Après avoir cherché longtemps LA phrase à graver sur la dite-pierre, il se retrouve par le coup du sort, riche héritier. Il décide alors de tout plaquer (femme, enfants, travail) pour s'installer en maison de retraite. C'est donc au milieu de ses co-résidents octogénaires qu'il attend patiemment son dernier jour.

Avec Le cri j'avais déjà constaté que Laurent Graff avait un talent tout particulier pour traiter, de façon décalée, des sujets habituellement tabous.
La aussi, si la mort est le thème central de ce récit, il nous la raconte de telle façon que l'on ne verse jamais dans le pathos. Bien au contraire.
Le texte fait preuve d'un dynamisme et 'un humour qui permettent au lecteur d'avancer sans peine, tout en le poussant à se poser les bonnes questions.
Laurent Graff brosse un portrait des résidents à la fois tendre et caustique, et l'on s'attache à eux comme s'ils nous étaient familiers.

Dans le dernier quart du récit, le face à face entre Antoine et Mireille marque un changement de tonalité. Dans une société de plus en plus en aseptisée, où la mort est totalement reniée, la vieillesse cachée, le roman de Laurent Graff nous interroge sur nos peurs. L'écriture se fait plus sérieuse et émouvante. Mais Laurent Graff a plus d'un tour dans son sac, et comme pour "Le Cri", il réserve à son lecteur une dernière surprise.

Même si j'ai vécu cette lecture moins intensément que celle du Cri, j'ai retrouvé les talents de conteurs de Laurent Graff et la tournure surprenante de ses histoires.
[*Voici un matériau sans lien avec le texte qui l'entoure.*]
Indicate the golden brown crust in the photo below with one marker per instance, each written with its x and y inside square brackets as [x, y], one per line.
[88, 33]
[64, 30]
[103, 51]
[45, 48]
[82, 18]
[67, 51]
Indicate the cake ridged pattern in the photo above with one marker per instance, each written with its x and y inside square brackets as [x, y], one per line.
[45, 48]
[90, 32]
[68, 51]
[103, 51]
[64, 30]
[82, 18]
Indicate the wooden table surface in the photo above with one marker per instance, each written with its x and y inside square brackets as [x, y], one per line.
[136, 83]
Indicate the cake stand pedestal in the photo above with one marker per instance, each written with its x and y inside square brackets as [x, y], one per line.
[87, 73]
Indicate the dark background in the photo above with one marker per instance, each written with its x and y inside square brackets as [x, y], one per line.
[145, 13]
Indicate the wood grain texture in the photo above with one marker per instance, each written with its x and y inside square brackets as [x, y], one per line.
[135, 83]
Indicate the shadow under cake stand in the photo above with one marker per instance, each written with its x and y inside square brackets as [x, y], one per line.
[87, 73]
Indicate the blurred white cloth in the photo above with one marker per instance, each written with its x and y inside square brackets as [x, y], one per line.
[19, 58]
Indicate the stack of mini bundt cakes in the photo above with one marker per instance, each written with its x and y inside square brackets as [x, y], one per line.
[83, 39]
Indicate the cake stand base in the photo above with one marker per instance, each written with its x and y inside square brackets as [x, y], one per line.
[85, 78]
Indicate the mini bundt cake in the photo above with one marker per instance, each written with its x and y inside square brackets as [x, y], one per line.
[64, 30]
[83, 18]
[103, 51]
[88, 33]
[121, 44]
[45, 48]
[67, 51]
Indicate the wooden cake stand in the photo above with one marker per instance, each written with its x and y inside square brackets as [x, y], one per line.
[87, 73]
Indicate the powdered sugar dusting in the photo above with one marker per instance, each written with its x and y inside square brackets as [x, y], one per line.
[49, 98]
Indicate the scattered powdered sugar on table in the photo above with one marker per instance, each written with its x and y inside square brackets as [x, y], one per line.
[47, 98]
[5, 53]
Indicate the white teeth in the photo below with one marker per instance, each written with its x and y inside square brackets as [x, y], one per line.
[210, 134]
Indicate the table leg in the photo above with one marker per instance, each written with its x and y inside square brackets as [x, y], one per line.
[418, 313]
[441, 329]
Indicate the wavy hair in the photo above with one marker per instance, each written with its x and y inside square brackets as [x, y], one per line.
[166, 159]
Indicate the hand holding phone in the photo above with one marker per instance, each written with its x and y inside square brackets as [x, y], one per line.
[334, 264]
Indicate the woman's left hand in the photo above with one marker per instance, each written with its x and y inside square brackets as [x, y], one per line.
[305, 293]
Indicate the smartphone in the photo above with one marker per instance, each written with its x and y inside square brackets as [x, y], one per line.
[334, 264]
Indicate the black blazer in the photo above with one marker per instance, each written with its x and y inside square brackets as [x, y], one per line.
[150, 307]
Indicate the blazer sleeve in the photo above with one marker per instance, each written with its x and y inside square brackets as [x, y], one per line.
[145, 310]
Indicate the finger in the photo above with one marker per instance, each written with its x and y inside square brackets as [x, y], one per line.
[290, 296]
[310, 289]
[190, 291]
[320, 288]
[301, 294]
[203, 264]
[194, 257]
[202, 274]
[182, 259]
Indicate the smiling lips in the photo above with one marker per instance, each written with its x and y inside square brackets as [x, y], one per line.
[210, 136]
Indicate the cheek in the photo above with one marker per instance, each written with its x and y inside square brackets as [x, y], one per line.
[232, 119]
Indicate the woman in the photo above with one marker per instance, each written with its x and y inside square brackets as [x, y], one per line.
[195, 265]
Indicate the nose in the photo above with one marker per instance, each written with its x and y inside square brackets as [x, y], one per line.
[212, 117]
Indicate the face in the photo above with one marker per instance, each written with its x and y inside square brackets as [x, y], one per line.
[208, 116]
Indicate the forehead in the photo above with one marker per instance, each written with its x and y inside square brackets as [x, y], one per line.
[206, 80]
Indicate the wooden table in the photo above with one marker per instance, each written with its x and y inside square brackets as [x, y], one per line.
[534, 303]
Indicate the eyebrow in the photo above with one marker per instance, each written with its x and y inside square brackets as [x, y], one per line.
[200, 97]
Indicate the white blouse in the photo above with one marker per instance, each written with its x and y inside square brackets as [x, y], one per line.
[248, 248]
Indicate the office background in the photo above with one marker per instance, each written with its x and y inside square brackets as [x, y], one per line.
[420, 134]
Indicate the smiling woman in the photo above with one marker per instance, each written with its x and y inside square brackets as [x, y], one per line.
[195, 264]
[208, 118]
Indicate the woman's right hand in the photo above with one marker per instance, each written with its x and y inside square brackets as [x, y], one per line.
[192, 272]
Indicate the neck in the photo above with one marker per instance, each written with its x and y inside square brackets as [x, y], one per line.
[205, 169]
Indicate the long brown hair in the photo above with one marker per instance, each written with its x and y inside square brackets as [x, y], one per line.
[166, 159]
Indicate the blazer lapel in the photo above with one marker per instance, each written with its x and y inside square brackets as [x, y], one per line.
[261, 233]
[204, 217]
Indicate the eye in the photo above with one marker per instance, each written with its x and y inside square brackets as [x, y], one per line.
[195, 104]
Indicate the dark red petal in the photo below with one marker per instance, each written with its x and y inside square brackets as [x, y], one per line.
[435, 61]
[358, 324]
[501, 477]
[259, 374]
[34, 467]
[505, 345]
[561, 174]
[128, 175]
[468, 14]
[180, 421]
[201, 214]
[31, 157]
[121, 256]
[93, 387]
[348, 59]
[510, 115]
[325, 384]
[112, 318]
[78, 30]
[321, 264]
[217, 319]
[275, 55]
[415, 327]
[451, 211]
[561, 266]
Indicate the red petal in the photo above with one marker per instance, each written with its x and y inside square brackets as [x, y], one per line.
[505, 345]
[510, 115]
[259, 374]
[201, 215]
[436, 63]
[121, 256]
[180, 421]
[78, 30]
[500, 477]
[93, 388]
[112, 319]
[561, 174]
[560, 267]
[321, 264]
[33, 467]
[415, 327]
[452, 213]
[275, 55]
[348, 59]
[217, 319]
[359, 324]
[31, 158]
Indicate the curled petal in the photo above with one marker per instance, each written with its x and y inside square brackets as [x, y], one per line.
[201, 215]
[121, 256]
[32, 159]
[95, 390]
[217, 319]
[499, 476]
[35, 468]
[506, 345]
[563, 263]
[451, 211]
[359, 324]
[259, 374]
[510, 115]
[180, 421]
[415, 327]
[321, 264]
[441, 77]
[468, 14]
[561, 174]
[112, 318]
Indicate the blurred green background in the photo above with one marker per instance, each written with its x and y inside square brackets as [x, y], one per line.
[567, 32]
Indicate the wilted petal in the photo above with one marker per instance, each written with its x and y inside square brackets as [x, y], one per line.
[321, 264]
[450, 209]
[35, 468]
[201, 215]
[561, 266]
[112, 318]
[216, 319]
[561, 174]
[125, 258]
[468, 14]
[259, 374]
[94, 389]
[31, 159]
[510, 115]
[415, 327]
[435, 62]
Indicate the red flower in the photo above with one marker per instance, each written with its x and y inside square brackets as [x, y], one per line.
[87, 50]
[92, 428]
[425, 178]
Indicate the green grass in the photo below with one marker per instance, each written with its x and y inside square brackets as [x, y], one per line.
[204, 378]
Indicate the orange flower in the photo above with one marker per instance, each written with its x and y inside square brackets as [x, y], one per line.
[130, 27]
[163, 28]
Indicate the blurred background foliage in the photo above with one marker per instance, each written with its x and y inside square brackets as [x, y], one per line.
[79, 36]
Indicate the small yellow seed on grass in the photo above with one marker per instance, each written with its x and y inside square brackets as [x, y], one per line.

Voir aussi l'avis de Stéphanie

Également sur le site, notre interview de Laurent Graff.
Du même auteur : Il ne vous reste qu'une photo à prendre, Le cri, La vie sur Mars, Il est des nôtres, Voyages, voyage, Selon toute vraisemblance

Laurence

Extrait :

Il fallut d'abord convaincre le directeur, M. Révelli, dans un premier temps, que je n'étais pas fou - "Mais c'est dans un asile que vous devriez vous faire interner, mon vieux !" -, ce qui ne fut pas évident; dans un deuxième temps, de bien vouloir me prendre à l'essai, à titre exceptionnel, moyennant majoration du tarif en vigueur, ce qui fut, à ces derniers mots, plus facile à admettre. La période d'essai s'avéra concluante. Je me montrais un pensionnaire exemplaire, abstraction faite de mon âge, discret, valide, se pliant sans rechigner à la vie de la Maison, en somme, comme M. Révelli aurait souhaitait qu'ils fussent tous. Aussi je fus adopté, sans que mon statut soit jamais officiellement défini. On m'autorisa à rester, avec toujours la possibilité de me demander de quitter les lieux dans l'heure qui suit.
Le personnel me prit d'emblée pour un cinglé et s'inquiéta de ma présence. Je remettais en cause la vocation des Jours heureux et on délégua des représentants auprès du directeur. Monsieur Révelli expliqua le caractère exceptionnel de l'affaire et demanda aux employés de me considérer un peu comme l'idiot de la maison - "Enfin, vous voyez ce que je veux dire" -, l'animal curieux, le jardiner, le fou du village, le tendre pas méchant - " Un peu de pitié, enfin!". Il rassura tout le monde, mon cas était unique, il ne peut pas y avoir plusieurs idiots.